The signing marked the culmination of a years-long effort on the part of the tribes to gain control of their homelands, which have been inhabited by humans for thirteen thousand years. After years of attempting to regain control of their homelands, considered by Indigenous residents to contain sacred sites, the five tribal nations in 2015 converged to create the Bears Ears Inter-Tribal Coalition. Then-president Barack Obama in 2016 promised to transfer stewardship of the land to the tribes, as was permissible under the Antiquities Act of 1906, but did not manage to do so before leaving office. The Trump administration in 2017 redrew the monument’s boundaries, shrinking the site by 85 percent in a bid to extract resources and prompting the World Monuments Fund to proclaim it an endangered site. President Biden undid the boundary change in 2021.

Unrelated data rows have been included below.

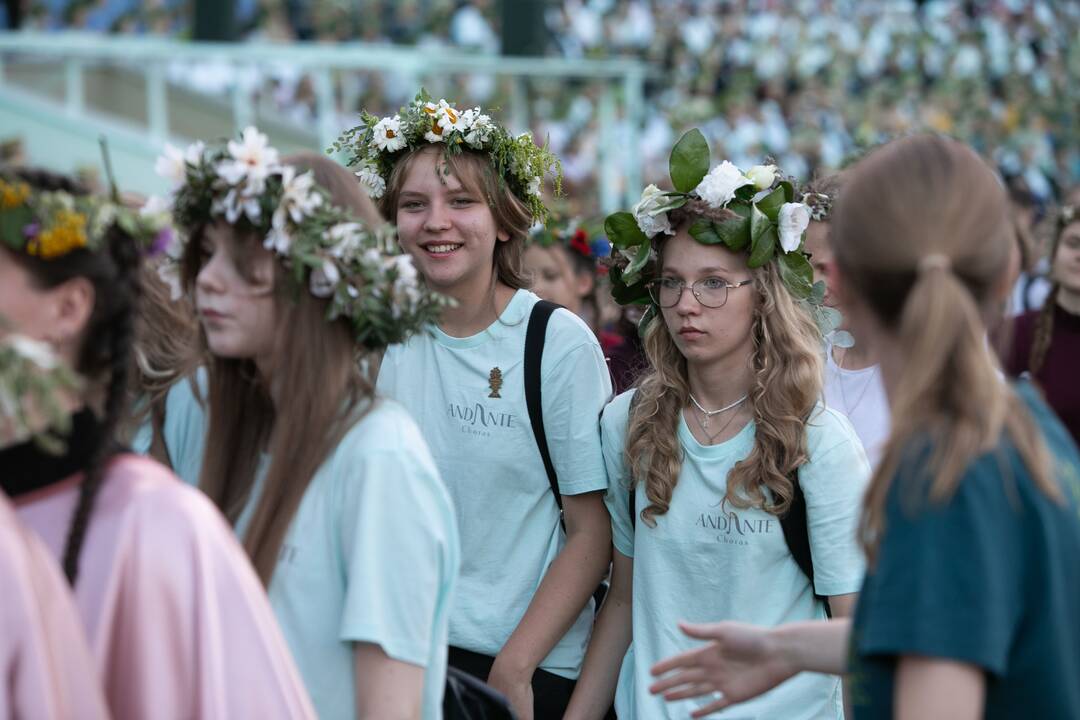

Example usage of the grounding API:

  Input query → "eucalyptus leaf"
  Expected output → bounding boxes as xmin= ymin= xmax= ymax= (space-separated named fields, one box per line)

xmin=604 ymin=213 xmax=649 ymax=247
xmin=667 ymin=127 xmax=708 ymax=192
xmin=754 ymin=187 xmax=787 ymax=222
xmin=687 ymin=219 xmax=723 ymax=245
xmin=713 ymin=205 xmax=751 ymax=253
xmin=746 ymin=226 xmax=780 ymax=268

Bureau of Land Management Director Tracy Stone-Manning called the agreement “an important step as we move forward together to ensure that tribal expertise and traditional perspectives remain at the forefront of our joint decision-making for the Bears Ears National Monument.”
The move comes as the US Department of interior attempts to repair its relationships with Indigenous populations, whose citizens it has historically uprooted. “Today, instead of being removed from a landscape to make way for a public park, we are being invited back to our ancestral homelands to help repair them and plan for a resilient future,” said Carleton Bowekaty, cochair of the Bears Ears Commission and lieutenant governor of the Pueblo of Zuni.